For Samuel West, failure is not something to be shunned but celebrated – a critical part of innovation.
That’s part of why he created the Museum of Failure, a touring exhibit that features dozens of embarrassing business and product failures, including a long line of obsolete tech gadgets (Betamax video cassettes, audio minidiscs), video games that bombed and culinary oddities such as Colgate lasagna and Crystal Pepsi.
The museum is on display at Calgary’s Southcentre Mall until the end of August.
Dr. West, the museum’s curator, explains why he created the museum and what he hopes visitors take from it.
Tell me a little about yourself and how this museum came about.
I’m a half-Icelandic, half-American with a PhD in organizational psychology who currently lives in Sweden. My work focuses on how companies can increase their level of innovation, and one of the things that has come up frequently is the idea that if companies want people to be innovative, they need to stop punishing failure and instead encourage employees to take meaningful risks.
At first, I talked about this idea through books and talks and stuff like scholarly articles, but nobody read them. Then, a few years ago, I was on holiday with my wife and kids down in Zagreb, Croatia, and I stumbled into a museum called the Museum of Broken Relationships.
After visiting, I thought that if they could do a museum about an abstract concept like that and make it awesome, then I could do a museum about failure, and I really had no idea what I was doing, so it’s been lots of fun.
How would you describe the Museum of Failure to somebody who had no idea what it was about?
The museum is a collection of failed innovations from around the world that span different sectors of business.
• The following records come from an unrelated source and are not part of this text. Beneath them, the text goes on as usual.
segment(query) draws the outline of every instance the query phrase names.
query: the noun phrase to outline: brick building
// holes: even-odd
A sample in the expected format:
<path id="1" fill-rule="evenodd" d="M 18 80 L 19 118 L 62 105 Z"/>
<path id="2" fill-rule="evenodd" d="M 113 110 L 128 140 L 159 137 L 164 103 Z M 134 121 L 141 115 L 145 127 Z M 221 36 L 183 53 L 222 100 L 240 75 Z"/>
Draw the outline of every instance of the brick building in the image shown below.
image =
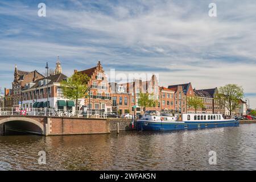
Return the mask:
<path id="1" fill-rule="evenodd" d="M 168 88 L 175 91 L 175 112 L 176 113 L 187 113 L 193 110 L 188 108 L 187 97 L 195 96 L 191 83 L 169 85 Z"/>
<path id="2" fill-rule="evenodd" d="M 172 113 L 175 110 L 175 92 L 171 89 L 159 87 L 159 97 L 158 107 L 160 110 L 168 110 Z"/>
<path id="3" fill-rule="evenodd" d="M 111 87 L 111 97 L 112 98 L 112 111 L 119 114 L 132 114 L 131 93 L 125 90 L 123 85 L 117 83 L 109 84 Z"/>
<path id="4" fill-rule="evenodd" d="M 4 107 L 12 107 L 13 92 L 12 89 L 5 88 L 5 105 Z"/>
<path id="5" fill-rule="evenodd" d="M 23 108 L 47 107 L 48 90 L 49 108 L 75 110 L 74 101 L 64 98 L 60 87 L 60 82 L 67 78 L 66 76 L 60 73 L 25 84 L 22 89 Z"/>
<path id="6" fill-rule="evenodd" d="M 151 99 L 156 101 L 159 98 L 159 89 L 158 84 L 158 78 L 156 75 L 154 75 L 150 80 L 143 81 L 142 80 L 134 80 L 132 82 L 116 84 L 115 86 L 119 88 L 119 91 L 123 90 L 124 93 L 130 94 L 130 103 L 131 104 L 129 107 L 130 108 L 129 110 L 131 109 L 131 113 L 133 114 L 135 112 L 137 114 L 139 114 L 144 112 L 143 110 L 144 108 L 143 107 L 141 107 L 138 104 L 140 93 L 148 93 L 151 94 Z M 112 89 L 112 92 L 113 92 Z M 114 93 L 115 92 L 115 90 L 114 90 L 113 92 Z M 134 106 L 136 106 L 135 109 L 133 107 Z M 157 107 L 146 107 L 147 110 L 155 110 L 157 109 L 158 109 Z"/>
<path id="7" fill-rule="evenodd" d="M 74 71 L 74 72 L 76 72 L 77 70 Z M 88 95 L 80 100 L 80 106 L 86 106 L 88 112 L 92 114 L 111 112 L 112 101 L 110 88 L 100 61 L 98 61 L 96 67 L 80 72 L 86 74 L 90 78 L 88 86 L 90 86 Z"/>
<path id="8" fill-rule="evenodd" d="M 197 113 L 199 114 L 213 114 L 213 98 L 209 92 L 204 90 L 193 90 L 195 97 L 200 99 L 204 103 L 204 108 L 199 108 Z M 195 110 L 191 111 L 189 113 L 195 113 Z"/>
<path id="9" fill-rule="evenodd" d="M 13 107 L 19 106 L 19 102 L 22 102 L 22 90 L 25 84 L 36 81 L 36 80 L 44 78 L 44 77 L 36 70 L 31 72 L 19 71 L 15 65 L 14 70 L 14 80 L 13 85 Z"/>
<path id="10" fill-rule="evenodd" d="M 202 89 L 207 92 L 210 97 L 213 98 L 212 113 L 213 114 L 224 114 L 225 113 L 225 107 L 223 101 L 218 98 L 218 89 L 216 88 L 212 89 Z"/>

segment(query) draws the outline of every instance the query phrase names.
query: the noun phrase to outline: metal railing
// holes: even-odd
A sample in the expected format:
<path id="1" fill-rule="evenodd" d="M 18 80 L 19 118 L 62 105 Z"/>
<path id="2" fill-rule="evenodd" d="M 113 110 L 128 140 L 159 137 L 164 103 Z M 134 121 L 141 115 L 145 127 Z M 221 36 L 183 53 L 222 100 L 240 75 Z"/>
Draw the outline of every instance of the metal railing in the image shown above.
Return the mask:
<path id="1" fill-rule="evenodd" d="M 101 111 L 100 110 L 94 109 L 84 111 L 82 110 L 72 111 L 71 110 L 61 110 L 54 108 L 0 107 L 0 115 L 31 115 L 106 118 L 108 113 Z"/>

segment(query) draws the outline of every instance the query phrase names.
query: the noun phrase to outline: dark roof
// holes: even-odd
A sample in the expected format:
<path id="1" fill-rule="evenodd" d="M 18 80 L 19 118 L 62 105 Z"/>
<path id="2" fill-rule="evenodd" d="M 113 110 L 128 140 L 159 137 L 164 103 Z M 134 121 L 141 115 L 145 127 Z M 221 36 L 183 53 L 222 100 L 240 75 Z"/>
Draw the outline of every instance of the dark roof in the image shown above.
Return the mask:
<path id="1" fill-rule="evenodd" d="M 194 93 L 197 97 L 213 98 L 207 91 L 203 90 L 194 90 Z"/>
<path id="2" fill-rule="evenodd" d="M 37 87 L 40 87 L 39 86 L 39 81 L 42 81 L 44 80 L 51 80 L 51 81 L 49 82 L 49 85 L 51 84 L 53 84 L 53 82 L 60 82 L 61 81 L 63 81 L 63 80 L 64 80 L 65 78 L 67 78 L 68 77 L 62 73 L 60 73 L 60 74 L 57 74 L 57 75 L 51 75 L 50 76 L 48 76 L 47 77 L 45 77 L 45 78 L 40 78 L 40 79 L 38 79 L 36 80 L 36 81 L 32 82 L 32 83 L 35 84 L 35 85 L 33 85 L 32 86 L 31 86 L 31 88 L 28 88 L 31 89 L 31 88 L 37 88 Z M 23 89 L 23 90 L 26 90 L 25 89 Z"/>
<path id="3" fill-rule="evenodd" d="M 189 82 L 189 83 L 184 84 L 169 85 L 169 86 L 168 86 L 168 88 L 172 89 L 172 88 L 177 88 L 178 86 L 182 86 L 182 89 L 183 90 L 183 92 L 185 93 L 185 94 L 187 94 L 187 93 L 188 92 L 188 88 L 189 87 L 189 85 L 191 84 L 191 83 Z"/>
<path id="4" fill-rule="evenodd" d="M 81 72 L 83 74 L 86 74 L 88 77 L 90 77 L 93 75 L 95 70 L 97 69 L 97 67 L 95 67 L 90 69 L 81 71 L 80 71 L 80 72 Z"/>
<path id="5" fill-rule="evenodd" d="M 18 74 L 19 75 L 19 76 L 28 74 L 30 72 L 24 72 L 24 71 L 20 71 L 20 70 L 18 71 Z"/>
<path id="6" fill-rule="evenodd" d="M 216 89 L 217 89 L 217 88 L 214 88 L 213 89 L 201 89 L 200 90 L 204 90 L 204 91 L 207 92 L 212 98 L 214 98 L 214 93 L 215 93 Z"/>

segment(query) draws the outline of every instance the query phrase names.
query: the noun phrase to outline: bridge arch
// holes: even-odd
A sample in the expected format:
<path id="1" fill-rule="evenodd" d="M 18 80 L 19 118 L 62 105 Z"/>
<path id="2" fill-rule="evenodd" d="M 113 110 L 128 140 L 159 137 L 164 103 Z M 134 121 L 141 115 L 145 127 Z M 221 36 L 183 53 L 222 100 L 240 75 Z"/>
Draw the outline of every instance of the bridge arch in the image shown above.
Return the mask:
<path id="1" fill-rule="evenodd" d="M 38 126 L 40 129 L 42 134 L 44 134 L 44 126 L 39 122 L 36 120 L 28 118 L 26 117 L 10 117 L 7 118 L 2 119 L 0 119 L 0 125 L 3 124 L 11 121 L 24 121 L 29 123 L 32 123 L 36 126 Z"/>

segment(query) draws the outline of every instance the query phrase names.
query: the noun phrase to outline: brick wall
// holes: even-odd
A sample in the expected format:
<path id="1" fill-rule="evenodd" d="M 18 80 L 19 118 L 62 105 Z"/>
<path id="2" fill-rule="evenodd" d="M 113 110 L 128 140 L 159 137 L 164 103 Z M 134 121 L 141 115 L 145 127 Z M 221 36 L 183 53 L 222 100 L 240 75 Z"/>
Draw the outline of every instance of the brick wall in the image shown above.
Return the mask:
<path id="1" fill-rule="evenodd" d="M 106 134 L 110 133 L 110 122 L 103 119 L 51 117 L 48 135 Z"/>
<path id="2" fill-rule="evenodd" d="M 110 123 L 110 130 L 117 130 L 117 123 L 119 123 L 120 130 L 133 130 L 131 125 L 131 119 L 119 119 L 119 118 L 108 118 L 107 119 Z"/>

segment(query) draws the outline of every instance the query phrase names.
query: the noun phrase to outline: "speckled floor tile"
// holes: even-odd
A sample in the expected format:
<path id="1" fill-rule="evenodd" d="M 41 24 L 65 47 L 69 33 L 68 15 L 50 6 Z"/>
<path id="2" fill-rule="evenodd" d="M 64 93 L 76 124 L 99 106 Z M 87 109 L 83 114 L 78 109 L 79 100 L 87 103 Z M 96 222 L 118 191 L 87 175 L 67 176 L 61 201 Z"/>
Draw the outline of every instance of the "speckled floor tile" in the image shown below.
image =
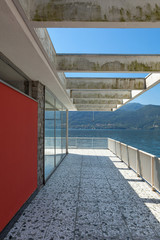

We have medical stuff, like a vintage vibrator to cure hysteria. The vibrator itself works, but the failure is an ideological failure in what it was designed to do. We have automobiles, like a Honda motorcycle that was designed for people who don’t like motorcycles, so it failed on that premise alone. We also have games, like Cyberpunk 2077 and No Man’s Sky, which were both incredibly hyped before they came out and failed disastrously when they released.
The aim of the museum is really to help both individuals and companies understand that we need to accept these failures. I mean, we can’t just have the successes, you have to accept the bad stuff as well. Sometimes those are expensive, embarrassing failures. And that’s how progress works.
Did you factor your own perceived failures into this project when making it?
I mean, if you fail because you’re a sloppy, incompetent person or you just don’t care, then that’s not a type of failure that I want to celebrate or put up on a pedestal. But if you fail because you tried something and it didn’t work as well as you’d have liked, good for you. You are testing something new. Those types of failures are good failures. I’m almost 50, so I’ve got a billion failures. I breathe failure on a daily basis. Some of them I’m proud of and are funny, while others I’m just terribly embarrassed about.
Your perspective on the public perception of failure is interesting because there are many famous people who are hailed as geniuses that have had many private failures. Do you think the modern culture of hustle and entrepreneurship contributes to failure anxiety?
Yeah, definitely. If you go back in history, we glorify the Thomas Edisons and Elon Musks. Eccentric, bigger-than-life personalities, who, for the most part, are absolute narcissists. There’s something so mysterious about the inventor type, the rogue innovator, that’s very appealing to people. In the periphery of innovation, there’s oftentimes a successful entrepreneur who will stand up on stage and say, “It’s important to fail,” yet they’re doing it from a position of success. Like, it’s easy for them to say that now, but if you’re in the middle of failure number 10 or whatever, that’s not glorified. There’s a paradox that it’s okay to talk about failure if you’re successful, but it’s not okay to talk about failure if you’re still in the thick of it.
Do you have a favourite exhibit?
I like one with a good story, like the Amstrad e-mailer. In the early 2000s, Amstrad was the biggest tech company in the U.K., owned by a superstar inventor named Sir Alan Sugar, who’s now on the British version of Shark Tank. He was absolutely obsessed with this machine, which looks like a fax machine with a screen on it. It was not a sexy product. All it could do was e-mail and because it used their servers, you’d have to pay per minute to check your e-mail. You couldn’t open image files. You could only send and receive text emails on it.
This thing was absolutely worthless from day one, but this inventor that everybody looked up to, this visionary, was obsessed with it. Despite everyone’s recommendation that he kill the product, he kept it alive, and it ultimately destroyed the company. We look up to these inventors and business people because they’re so successful, but they’re not always right. It’s stories like this that are fascinating to me because I think: What went wrong? Was it hubris? Was it bad judgment? Was it bad timing? Why did it fail?
This interview has been edited for length and clarity.